Il cinema italiano è un Freccia Rossa


Agli incontri di coproduzione fra produttori catalani, brasiliani e italiani svolti a Sitges (Barcellona), John Hopewell, redattore di ‘Variety’, ha affermato che guardando al trend degli ultimi anni i due paesi che hanno maggiormente aumentato le coproduzioni nel mondo, sono l’Italia e il Brasile. E ha aggiunto che se continua così nei prossimi tre anni si assisterà ad un vero e proprio boom. Il più stupito da questa affermazione sembravo proprio io, pensando alle difficoltà in cui la produzione italiana si dibatte. Ma seguendo nel corso che mi sono imposto di guardare a quello che abbiamo piuttosto che piangere su quello che ci manca, ne ho tratto alcune deduzioni.

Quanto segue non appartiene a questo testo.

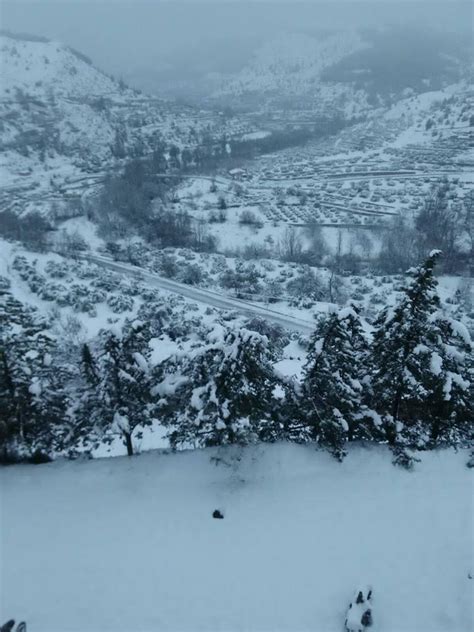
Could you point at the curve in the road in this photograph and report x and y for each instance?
(206, 297)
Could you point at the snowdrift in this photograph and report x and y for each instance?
(131, 544)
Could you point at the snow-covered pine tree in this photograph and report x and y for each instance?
(33, 400)
(359, 614)
(420, 381)
(228, 395)
(117, 397)
(332, 382)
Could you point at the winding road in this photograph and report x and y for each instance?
(206, 297)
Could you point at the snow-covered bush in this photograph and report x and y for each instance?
(57, 270)
(119, 303)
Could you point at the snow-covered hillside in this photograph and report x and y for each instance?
(62, 118)
(36, 65)
(290, 65)
(292, 62)
(131, 544)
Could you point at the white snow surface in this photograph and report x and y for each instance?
(130, 543)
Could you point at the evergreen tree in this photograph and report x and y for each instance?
(228, 395)
(33, 401)
(420, 381)
(332, 384)
(117, 397)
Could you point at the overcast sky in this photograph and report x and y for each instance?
(123, 37)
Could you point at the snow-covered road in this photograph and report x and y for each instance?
(207, 297)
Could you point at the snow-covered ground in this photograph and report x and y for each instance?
(130, 544)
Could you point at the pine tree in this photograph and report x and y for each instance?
(332, 384)
(117, 397)
(33, 401)
(228, 395)
(420, 381)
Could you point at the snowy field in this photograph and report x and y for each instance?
(130, 544)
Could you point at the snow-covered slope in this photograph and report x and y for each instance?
(61, 117)
(293, 63)
(130, 544)
(286, 72)
(36, 65)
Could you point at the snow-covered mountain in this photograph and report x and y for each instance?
(292, 62)
(346, 73)
(64, 121)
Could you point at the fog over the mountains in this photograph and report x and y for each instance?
(151, 43)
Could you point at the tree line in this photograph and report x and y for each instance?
(404, 380)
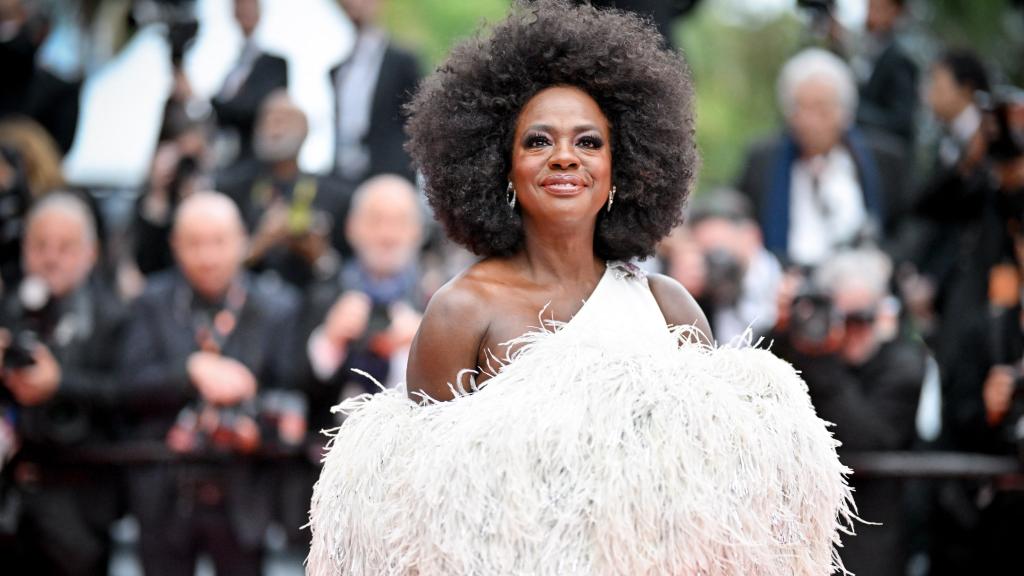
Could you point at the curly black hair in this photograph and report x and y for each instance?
(463, 117)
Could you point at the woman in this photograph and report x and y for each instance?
(582, 434)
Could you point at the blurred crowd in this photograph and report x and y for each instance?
(180, 371)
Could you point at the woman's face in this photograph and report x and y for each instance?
(561, 157)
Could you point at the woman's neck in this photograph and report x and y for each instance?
(563, 255)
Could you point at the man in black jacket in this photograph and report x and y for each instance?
(296, 218)
(371, 87)
(205, 341)
(254, 76)
(864, 377)
(889, 90)
(58, 331)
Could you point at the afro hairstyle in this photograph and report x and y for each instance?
(463, 118)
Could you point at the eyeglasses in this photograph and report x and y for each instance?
(859, 319)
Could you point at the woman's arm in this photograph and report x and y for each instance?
(448, 341)
(678, 305)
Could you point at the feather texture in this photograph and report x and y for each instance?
(583, 458)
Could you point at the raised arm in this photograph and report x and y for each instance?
(678, 305)
(449, 340)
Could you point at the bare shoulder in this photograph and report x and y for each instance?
(678, 305)
(449, 339)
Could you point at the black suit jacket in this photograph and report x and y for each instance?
(239, 112)
(762, 158)
(385, 137)
(157, 344)
(889, 98)
(85, 407)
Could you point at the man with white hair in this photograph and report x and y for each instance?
(819, 186)
(366, 317)
(58, 393)
(204, 341)
(864, 376)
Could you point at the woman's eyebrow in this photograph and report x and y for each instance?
(576, 129)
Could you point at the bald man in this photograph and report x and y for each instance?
(58, 393)
(295, 218)
(366, 316)
(205, 339)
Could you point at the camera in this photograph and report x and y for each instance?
(724, 278)
(276, 418)
(1006, 141)
(36, 306)
(812, 317)
(820, 12)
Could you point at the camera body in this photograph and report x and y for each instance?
(813, 318)
(33, 319)
(275, 418)
(724, 278)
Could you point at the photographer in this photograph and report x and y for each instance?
(296, 218)
(820, 184)
(58, 394)
(839, 329)
(205, 344)
(366, 317)
(735, 279)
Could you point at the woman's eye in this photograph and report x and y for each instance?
(537, 140)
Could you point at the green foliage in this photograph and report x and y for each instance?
(734, 59)
(734, 66)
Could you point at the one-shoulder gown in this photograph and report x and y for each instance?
(607, 445)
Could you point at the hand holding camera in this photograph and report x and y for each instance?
(220, 380)
(348, 319)
(35, 383)
(997, 393)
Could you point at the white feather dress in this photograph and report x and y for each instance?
(607, 445)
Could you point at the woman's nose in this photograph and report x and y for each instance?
(563, 157)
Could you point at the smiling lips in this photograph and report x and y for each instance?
(562, 184)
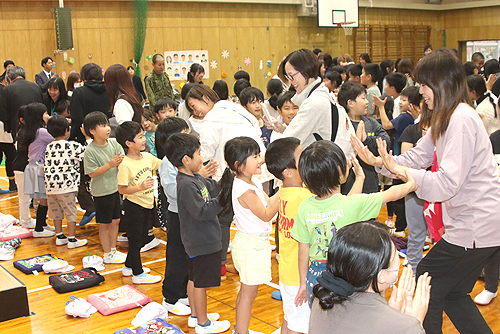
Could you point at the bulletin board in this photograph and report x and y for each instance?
(177, 63)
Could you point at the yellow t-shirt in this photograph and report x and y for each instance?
(290, 199)
(133, 172)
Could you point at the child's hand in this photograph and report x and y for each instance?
(116, 160)
(361, 132)
(148, 183)
(210, 169)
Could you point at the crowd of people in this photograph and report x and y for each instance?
(320, 152)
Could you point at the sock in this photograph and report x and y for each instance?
(41, 216)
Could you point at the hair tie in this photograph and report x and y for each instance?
(335, 284)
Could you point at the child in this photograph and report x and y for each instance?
(251, 99)
(165, 108)
(369, 78)
(394, 84)
(102, 158)
(198, 207)
(353, 98)
(253, 211)
(135, 183)
(149, 126)
(62, 178)
(282, 160)
(35, 138)
(323, 167)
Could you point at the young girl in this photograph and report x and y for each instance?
(253, 211)
(35, 138)
(149, 127)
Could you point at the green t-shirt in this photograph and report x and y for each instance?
(98, 156)
(317, 221)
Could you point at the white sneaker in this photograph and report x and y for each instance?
(148, 279)
(214, 327)
(178, 308)
(77, 243)
(485, 297)
(128, 271)
(115, 257)
(192, 322)
(150, 245)
(43, 234)
(61, 241)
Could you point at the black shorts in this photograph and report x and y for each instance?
(204, 270)
(107, 208)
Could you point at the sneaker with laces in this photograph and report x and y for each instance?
(114, 257)
(192, 322)
(485, 297)
(128, 271)
(77, 243)
(214, 327)
(43, 234)
(148, 279)
(178, 308)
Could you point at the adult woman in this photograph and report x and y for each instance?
(362, 265)
(196, 73)
(314, 118)
(137, 84)
(122, 95)
(467, 184)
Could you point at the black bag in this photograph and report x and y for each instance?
(76, 280)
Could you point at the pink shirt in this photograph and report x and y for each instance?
(467, 182)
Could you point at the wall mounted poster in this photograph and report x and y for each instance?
(177, 63)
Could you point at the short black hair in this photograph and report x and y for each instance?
(350, 90)
(396, 80)
(57, 126)
(180, 145)
(280, 156)
(250, 94)
(373, 70)
(240, 85)
(285, 98)
(356, 70)
(127, 132)
(92, 120)
(45, 60)
(321, 165)
(413, 94)
(242, 75)
(165, 102)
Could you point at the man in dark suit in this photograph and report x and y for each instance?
(44, 76)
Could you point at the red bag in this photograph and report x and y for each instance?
(433, 212)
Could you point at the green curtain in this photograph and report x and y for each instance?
(140, 11)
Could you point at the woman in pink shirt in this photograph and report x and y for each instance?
(467, 183)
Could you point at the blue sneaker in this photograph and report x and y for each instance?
(276, 295)
(86, 219)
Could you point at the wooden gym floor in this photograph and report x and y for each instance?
(47, 306)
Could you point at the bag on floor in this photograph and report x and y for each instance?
(76, 280)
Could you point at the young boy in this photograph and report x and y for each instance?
(323, 169)
(352, 97)
(369, 78)
(282, 160)
(394, 85)
(62, 177)
(200, 230)
(135, 183)
(101, 160)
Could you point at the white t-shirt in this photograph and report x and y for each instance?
(244, 219)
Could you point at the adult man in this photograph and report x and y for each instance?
(157, 82)
(44, 76)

Il cinema italiano non solo ha ritrovato il suo pubblico in patria, ma racconta anche storie che in buona parte sono capite e apprezzate all’estero.

 

Che i nostri film siano girati in italiano non è più un problema per i nostri coproduttori.

Per chi viene a girare in Italia gli incentivi fiscali sono molto appetibili.

Gli attori italiani sono ben conosciuti dai produttori più attenti e apprezzati da fette di pubblico non proprio elitarie.

 

La nostra presenza a festival e mercati è numerosa e qualificata e soprattutto sempre meglio comunicata.

 

Le esigenze di promozione all’estero sono sempre più condivise da attori, registi e produttori.

 

Stiamo superando la nostalgia per il cinema del passato e costruendo simpatia e attesa per il cinema contemporaneo.
E potrei continuare.

 

Sembra che per respirare un po’ di ossigeno e tirarci su di morale dobbiamo guardarci dall’estero e “dimenticare” i nostri guai interni. Ecco perché tutti (politici, autori, produttori, istituzioni, etc) dobbiamo capire che il treno del cinema italiano è diventato un Freccia Rossa e che non dobbiamo scendere alla stazione sbagliata.

Non dissipiamo quanto abbiamo conquistato (tax credit, contributi percentuali sugli incassi, rilancio degli studios, sviluppo delle Film Commission e dei fondi regionali, finanziamenti pubblici almeno per opere prime e seconde, strategie comuni con Ministeri quali Sviluppo Economico/ICE e Ministero degli Affari Esteri) e facciamo capire quanto tutto ciò è indispensabile a un mercato sano e in crescita e non di assistenzialismo.